MORC family CW-type zinc finger 2 (MORC2) is a newly identified chromatin-remodeling enzyme involved in DNA damage response and gene transcription, and its dysregulation has been linked with Charcot-Marie-Tooth disease, neurodevelopmental disorder, and cancer. Despite its functional importance, how MORC2 is regulated remains enigmatic. Here, we report that MORC2 is O-GlcNAcylated by O-GlcNAc transferase (OGT) at threonine 556. Mutation of this site or pharmacological inhibition of OGT impairs MORC2-mediated breast cancer cell migration and invasion in vitro and lung colonization in vivo. Moreover, transforming growth factor-beta 1 (TGF-beta 1) induces MORC2 O-GlcNAcylation through enhancing the stability of glutamine-fructose-6-phosphate aminotransferase (GFAT), the rate-limiting enzyme for producing the sugar donor for OGT. O-GlcNAcylated MORC2 is required for transcriptional activation of TGF-beta 1 target genes connective tissue growth factor (CTGF) and snail family transcriptional repressor 1 (SNAIL). In support of these observations, knockdown of GFAT, SNAIL or CTGF compromises TGF-beta 1-induced, MORC2 O-GlcNAcylation-mediated breast cancer cell migration and invasion. Clinically, high expression of OGT, MORC2, SNAIL, and CTGF in breast tumors is associated with poor patient prognosis.

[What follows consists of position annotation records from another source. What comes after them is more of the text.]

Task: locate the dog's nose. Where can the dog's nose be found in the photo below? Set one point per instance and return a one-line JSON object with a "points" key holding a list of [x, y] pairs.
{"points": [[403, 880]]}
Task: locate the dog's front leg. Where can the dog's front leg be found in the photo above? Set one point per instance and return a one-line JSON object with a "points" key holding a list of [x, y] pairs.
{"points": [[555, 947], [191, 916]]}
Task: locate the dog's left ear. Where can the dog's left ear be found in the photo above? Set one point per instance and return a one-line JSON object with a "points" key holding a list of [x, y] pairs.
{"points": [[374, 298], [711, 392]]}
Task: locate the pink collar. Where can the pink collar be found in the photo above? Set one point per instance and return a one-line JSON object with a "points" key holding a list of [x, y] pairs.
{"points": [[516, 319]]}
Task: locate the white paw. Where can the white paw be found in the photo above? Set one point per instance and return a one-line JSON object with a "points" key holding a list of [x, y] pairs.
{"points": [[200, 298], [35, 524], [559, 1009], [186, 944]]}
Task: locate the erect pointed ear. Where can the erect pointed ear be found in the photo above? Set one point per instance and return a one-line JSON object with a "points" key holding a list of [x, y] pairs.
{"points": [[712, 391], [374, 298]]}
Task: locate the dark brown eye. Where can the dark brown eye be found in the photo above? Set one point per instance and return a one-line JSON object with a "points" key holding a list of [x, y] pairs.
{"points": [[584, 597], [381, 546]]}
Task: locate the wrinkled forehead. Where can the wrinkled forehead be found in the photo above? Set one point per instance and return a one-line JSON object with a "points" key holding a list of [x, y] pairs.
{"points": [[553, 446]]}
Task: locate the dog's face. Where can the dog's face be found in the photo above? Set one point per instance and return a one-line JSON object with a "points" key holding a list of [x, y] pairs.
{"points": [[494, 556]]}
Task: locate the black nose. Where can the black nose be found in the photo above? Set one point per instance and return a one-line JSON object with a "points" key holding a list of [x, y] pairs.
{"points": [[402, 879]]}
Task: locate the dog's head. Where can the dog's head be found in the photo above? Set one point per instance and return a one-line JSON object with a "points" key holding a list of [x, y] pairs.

Collectively, these findings uncover a previously unrecognized mechanistic role for MORC2 O-GlcNAcylation in breast cancer progression and provide evidence for targeting MORC2-dependent breast cancer through blocking its O-GlcNAcylation.

Automated summary

This study reveals the importance of MORC2 O-GlcNAcylation in breast cancer progression. MORC2 is O-GlcNAcylated by OGT at threonine 556, and this modification is required for its role in breast cancer cell migration and invasion. TGF-beta 1 induces MORC2 O-GlcNAcylation through enhancing the stability of GFAT, and O-GlcNAcylated MORC2 is necessary for the transcriptional activation of TGF-beta 1 target genes CTGF and SNAIL. These findings provide evidence for targeting MORC2-dependent breast cancer through blocking its O-GlcNAcylation.